Старик не договорил и прислушался.
Елисеев поднял голову и вздрогнул. Нет, не от прикосновения змеи или скорпионов. Перед ним было чудо: огромный всадник с длинным копьем, в красной, тихой колышущейся мантии. Всадник, как видение, выплыл из-за дюн. Елисеев еще не успел осознать, явь это или ночной мираж, как Ибн Салах степенно поднялся с ковра.
– Хозяин здешних песков, – объяснил он Елисееву. – Мой друг. – И пошел навстречу всаднику.
…Туарег приближался.
Елисееву, который по-прежнему сидел, поджав ноги и завернувшись в плащ, казалось, что всадник делается все огромнее, вес выше, что еще немного – и звезды, словно бублики, нанижутся на его копье.
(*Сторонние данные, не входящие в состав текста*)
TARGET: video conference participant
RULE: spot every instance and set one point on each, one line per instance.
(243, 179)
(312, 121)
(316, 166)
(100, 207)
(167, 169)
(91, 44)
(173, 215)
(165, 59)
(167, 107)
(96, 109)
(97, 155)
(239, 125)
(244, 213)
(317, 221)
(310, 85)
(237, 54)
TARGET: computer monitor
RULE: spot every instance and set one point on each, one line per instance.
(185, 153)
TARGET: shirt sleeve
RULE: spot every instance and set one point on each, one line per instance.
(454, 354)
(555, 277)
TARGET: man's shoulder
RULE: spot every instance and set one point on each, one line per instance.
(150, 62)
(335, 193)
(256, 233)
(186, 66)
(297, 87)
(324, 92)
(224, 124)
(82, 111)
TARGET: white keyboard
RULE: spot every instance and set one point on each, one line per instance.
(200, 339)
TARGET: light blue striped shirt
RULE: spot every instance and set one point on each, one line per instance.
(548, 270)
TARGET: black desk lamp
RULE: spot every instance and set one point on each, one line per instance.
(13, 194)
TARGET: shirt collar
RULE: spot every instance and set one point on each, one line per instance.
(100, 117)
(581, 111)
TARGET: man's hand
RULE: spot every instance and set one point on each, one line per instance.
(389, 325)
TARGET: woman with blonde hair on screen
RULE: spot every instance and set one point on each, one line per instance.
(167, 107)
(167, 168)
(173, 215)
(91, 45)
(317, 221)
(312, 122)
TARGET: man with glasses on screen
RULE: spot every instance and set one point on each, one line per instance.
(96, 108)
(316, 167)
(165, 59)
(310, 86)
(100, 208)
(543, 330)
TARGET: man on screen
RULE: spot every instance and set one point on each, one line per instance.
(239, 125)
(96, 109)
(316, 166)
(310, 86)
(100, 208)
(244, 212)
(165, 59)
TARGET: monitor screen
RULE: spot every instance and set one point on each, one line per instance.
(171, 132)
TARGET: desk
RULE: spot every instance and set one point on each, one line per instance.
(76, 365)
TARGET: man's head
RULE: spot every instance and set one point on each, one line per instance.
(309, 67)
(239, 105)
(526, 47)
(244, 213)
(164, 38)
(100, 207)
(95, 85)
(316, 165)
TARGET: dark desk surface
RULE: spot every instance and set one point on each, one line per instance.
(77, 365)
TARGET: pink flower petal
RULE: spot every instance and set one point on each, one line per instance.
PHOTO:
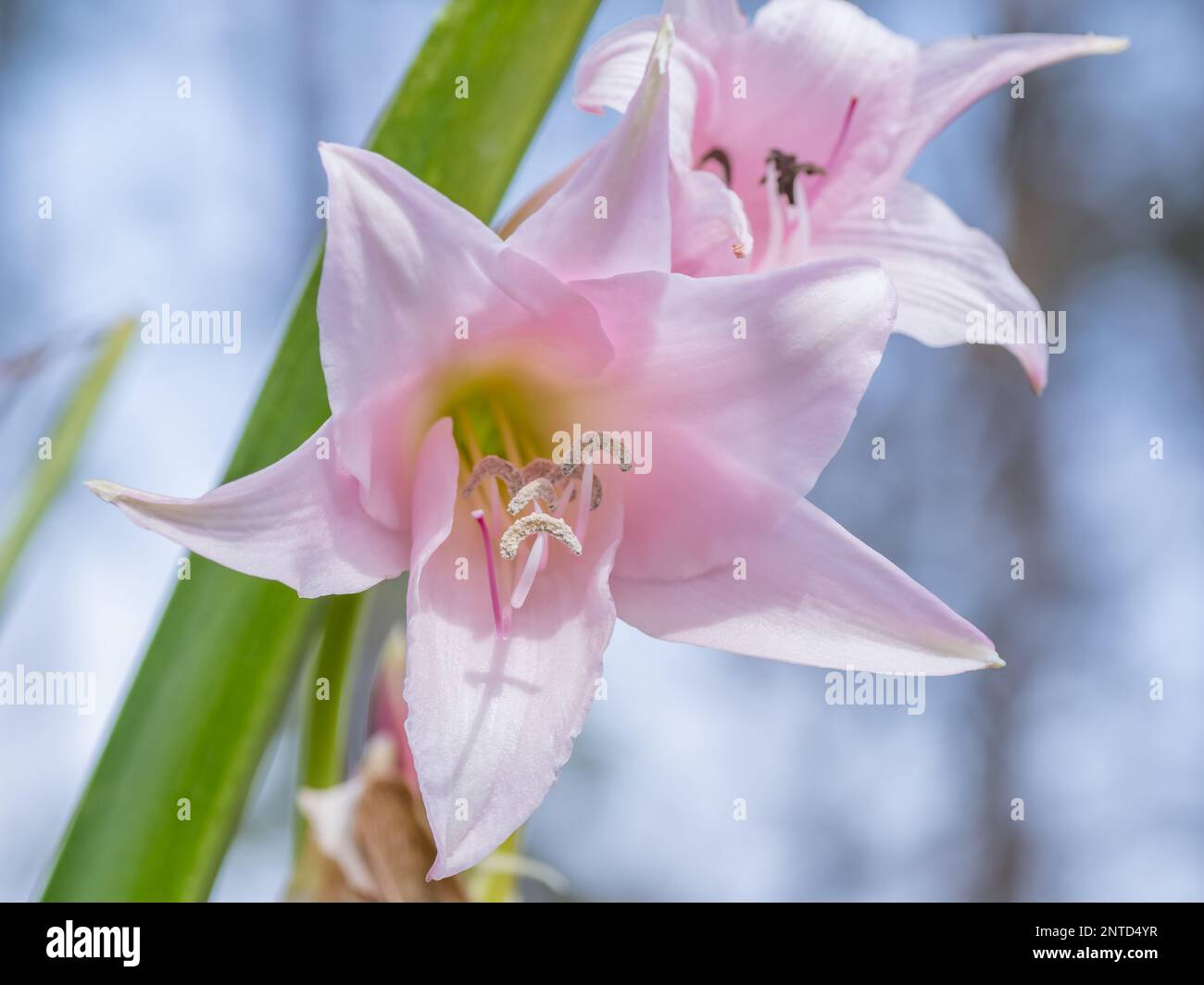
(412, 281)
(943, 270)
(805, 63)
(297, 521)
(492, 721)
(956, 72)
(814, 595)
(718, 16)
(739, 425)
(613, 213)
(710, 231)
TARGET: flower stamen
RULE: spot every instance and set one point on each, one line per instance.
(501, 625)
(536, 489)
(537, 523)
(494, 467)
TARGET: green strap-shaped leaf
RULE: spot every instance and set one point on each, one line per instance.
(227, 653)
(48, 475)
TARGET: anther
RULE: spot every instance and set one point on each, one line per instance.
(494, 467)
(534, 489)
(537, 523)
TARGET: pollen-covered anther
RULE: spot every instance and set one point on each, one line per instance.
(537, 523)
(595, 493)
(541, 468)
(494, 467)
(536, 489)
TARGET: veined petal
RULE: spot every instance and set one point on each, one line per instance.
(826, 82)
(613, 213)
(746, 387)
(297, 521)
(710, 231)
(813, 593)
(408, 276)
(946, 272)
(492, 721)
(954, 73)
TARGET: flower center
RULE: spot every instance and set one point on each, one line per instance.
(546, 489)
(783, 167)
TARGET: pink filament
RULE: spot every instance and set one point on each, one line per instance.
(500, 624)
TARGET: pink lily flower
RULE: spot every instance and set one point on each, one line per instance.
(791, 135)
(453, 359)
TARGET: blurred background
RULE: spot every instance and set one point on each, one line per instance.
(208, 203)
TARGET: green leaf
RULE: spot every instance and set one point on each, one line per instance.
(67, 439)
(227, 654)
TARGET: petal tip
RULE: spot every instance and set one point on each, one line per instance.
(107, 491)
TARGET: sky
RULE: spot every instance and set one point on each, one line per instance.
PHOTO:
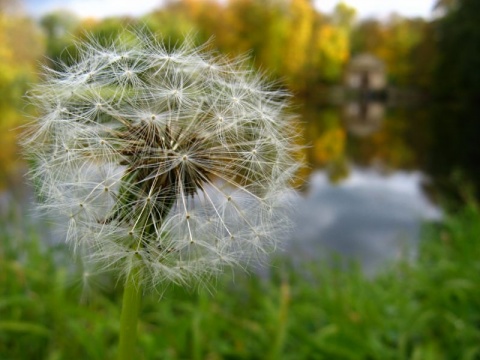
(104, 8)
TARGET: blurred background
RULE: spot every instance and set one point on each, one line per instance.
(387, 95)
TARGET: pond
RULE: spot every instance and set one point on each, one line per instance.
(364, 193)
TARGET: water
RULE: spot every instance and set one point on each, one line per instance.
(369, 217)
(364, 190)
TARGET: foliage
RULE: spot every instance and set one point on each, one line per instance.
(428, 308)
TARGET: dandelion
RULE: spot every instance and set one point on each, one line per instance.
(164, 164)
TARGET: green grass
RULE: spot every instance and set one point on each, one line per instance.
(425, 309)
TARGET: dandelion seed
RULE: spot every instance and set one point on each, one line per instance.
(176, 160)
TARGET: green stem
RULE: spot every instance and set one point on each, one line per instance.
(132, 295)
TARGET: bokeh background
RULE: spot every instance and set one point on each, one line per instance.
(381, 263)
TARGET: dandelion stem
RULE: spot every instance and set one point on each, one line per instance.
(132, 295)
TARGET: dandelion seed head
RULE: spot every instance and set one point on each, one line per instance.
(173, 159)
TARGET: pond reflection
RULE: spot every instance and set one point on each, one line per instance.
(368, 217)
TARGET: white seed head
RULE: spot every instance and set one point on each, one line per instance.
(175, 159)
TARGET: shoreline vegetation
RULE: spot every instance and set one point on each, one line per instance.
(428, 308)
И опять, как в Триполи, Елисеев чувствовал, какая могучая сила веет от одного из тех сынов Сахары, что не признавали ни французских властей в Алжире, ни турецких в Триполи. Еще тогда, в Триполи, Елисеев подумал, что было бы хорошо проникнуть к туарегам, о которых так мало знают географы и антропологи. И недавно в Уаргле, покамест Альбаньель живописал разгром отряда Флаттерса, Елисеев твердил себе: «А все-таки я буду среди них». Но теперь, при виде огромного всадника в красной, тихо колышущейся мантии, он содрогнулся: вдруг Альбаньель окажется прав?!
Всадник был у костра. Елисеев встал и приложил руку ко лбу. Туарег приветствовал его тем же жестом.
– Благородный москов, – торжественно произнес Ибн Салах, – вот могучий Татрит-Ган-Туфат, следуя праху ноги твоей, пришел к нашему шатру. Он друг старого Ибн Салаха, а значит, и твой друг.
Татрит-Ган-Туфат, что значит Утренняя Звезда, наклонил копье и протянул Елисееву пучок целебных трав. Татрит-Ган-Туфат сказал длинное и вежливое приветствие, из которого Елисеев заключил, что молва о странствующем докторе обогнала караван.